A psychiatrist told me alcohol cause a temporary rush on seretonin and other neurotransmitters to the brain (this is the drunk feeling and why it feels so good/makes you happy) but afterwards it exhaust your supply and hampers productions so your brain seretonin levels are severly decreased and take weeks to gradually come back to their normal level. Since alot of people think SA is partially cause by a chemical imbalance, why to something to aggrivate it even more? I need all the seretonin I can get :b


----------



## Wrennie (Sep 12, 2005)

I used to drink to deal with anxiety and loneliness.. and, shamefully, I can suck down quite a bit of liquor with nearly no harmful effects. It was definately my solution for self-medicating for awhile. I don't even get hangovers, generally. The problem is that, if I get into the routine of drinking regularly (for awhile it was every weekend), I get more SA than before while I'm sober.. it is a depressant. The cumulative effect wasn't worth it. 
I'm lucky that I was able to drop out of drinking as easily as I started but I do have a policy now that I don't keep booze in the house - especially if I'm depressed. It's too tempting to want the escape. 
I also have meds now so I can't drink very often anyway.. if I did I know I would feel a nose dive.


----------



## coyasso (Dec 21, 2003)

It's like a little vacation from my problems, although my anxiety still exists, I am able to be someone else for a while, the me I think I want to be.


----------



## Swiftwind (Feb 5, 2005)

nothing_to_fear said:


> By the time I finished my first Corona, I felt a bit drunk.


Mmm... Corona is nice


----------



## murderedpsyche (Sep 11, 2005)

I like vodka. :drunk :lol


----------



## Sadiebean (Aug 24, 2005)

Wow! I guess it should have occured to me that a lot of other people with SAD would also be alcoholics or heavy drinkers -- whatever you want to call it. I started drinking in high school and it's been a problem for me since then. Ultimately, for me, it has made things worse, but I keep at it. I'd like to say I'll quit, but the thought of that scares the hell out of me. It doesn't help that my husband drinks more than I do. So, to sum this up, no, I don't love alcohol. I hate it, but I don't know what I'd do with myself if i didn't drink. Has anyone here kicked the habit? :stu


----------



## odun (Nov 9, 2003)

> Has anyone here kicked the habit?


im in the process.

it's been about a week so far. i flushed al of my booze down the toilet. i have no desire to ever drink again.

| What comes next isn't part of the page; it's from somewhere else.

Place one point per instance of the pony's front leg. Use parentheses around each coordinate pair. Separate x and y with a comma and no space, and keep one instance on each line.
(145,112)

surprisngly enough, ive had no cravings, urges or anything. quitting smoking was pure hell the first week. this has been a breeze so far.


----------



## Peaches24 (Oct 8, 2005)

I used to drink heavily. I'm talking jack daniels shots. Until I ruined New Years Eve with my honey. He watched the ball drop while i watch the bottom of my toilet. It's just an escape to make you forget your problems but alcoholism is not a problem you want to have. I used to think drinking made me more social more interesting when i talked. I was just making a complete *** out my self which is more difficult to deal with than having SA.


----------



## Shinji (Aug 13, 2005)

I started drinking as soon as I got to college. It was the only fun I had, besides smoking weed. The times that I'm completely hammered are the only times I get to act crazy without being so self-conscious and anxious.


----------



## apprentice1 (Feb 9, 2005)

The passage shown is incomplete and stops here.